The reform of the social security contributions system and its impact on the regulating salary for severance
As discussed in previous posts, the changes ushered in by Royal Decree-Law 16/2013, of December 20, 2013, on measures to encourage stable hiring and improve the employability of workers, entered into force on December 22, 2013.
This piece of legislation, as we have indicated before, established the basis for a far-reaching modification of article 109.2 of the General Social Security Law, whereby the number of salary items excluded from the calculation of the social security contribution base was reduced.
Accordingly, and in rather a unique manner, since article 109.2 deals with the exclusion of salary items and not those which must be included in the final figure making up the contribution base, we are faced with a new piece of legislation which, following the trend of other recent reforms, introduces a series of major changes in a veiled manner, to the extent that: (i) they directly imply an additional social cost due to the increase in the social security contribution bases, and (ii) uncertainty arises surrounding the possibility that these items which should be considered contributory items may also be included in the regulating salary for the calculation of severance.
By way of example, since last December, as a result of the legislative modification, items such as the cost of the canteen service or medical insurance, among others, must be recognized in the social security contribution base from the first euro of cost, although, in principle, this does not preclude the fact that, in application of article 26 of the Workers’ Statute and the prevailing view taken by the courts to date, these same items may continue to be excluded from the regulating salary to be taken into account when determining severance.
However, it seems that the legislative reform could start to come into line with a new line of legal thought that extends the range of items to be considered in the regulating base for severance, as already glimpsed in the judgment handed down by the Supreme Court in a cassation appeal for a definitive ruling on a point of law, of October 2, 2013 (appeal no. 1297/2012), which explicitly classed items paid as life and accidence insurance premiums as compensation in kind, therefore declaring them to be contributory items for the purpose of the regulating salary for severance.

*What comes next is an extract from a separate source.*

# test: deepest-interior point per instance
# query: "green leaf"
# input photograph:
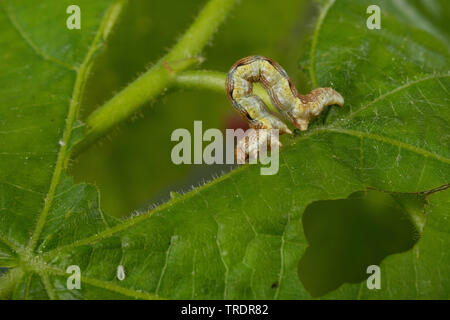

In the judgment, the Supreme Court concluded that, independently of whether the life and accident insurance was stipulated individually or under a collective commitment by the employer, the monthly premium paid by the employer for this benefit constitutes compensation in kind for the provision of labor services, together with the rest of the items making up the paycheck, and can therefore be taken into account for severance purposes.
In conclusion, in line with recent judgments such as the one mentioned, the possibility cannot be ruled out that the inclusion of certain remuneration items in the social security contribution base as a result of the recently implemented modification, could serve as an additional argument for the courts when justifying the inclusion of items in the regulating base for severance.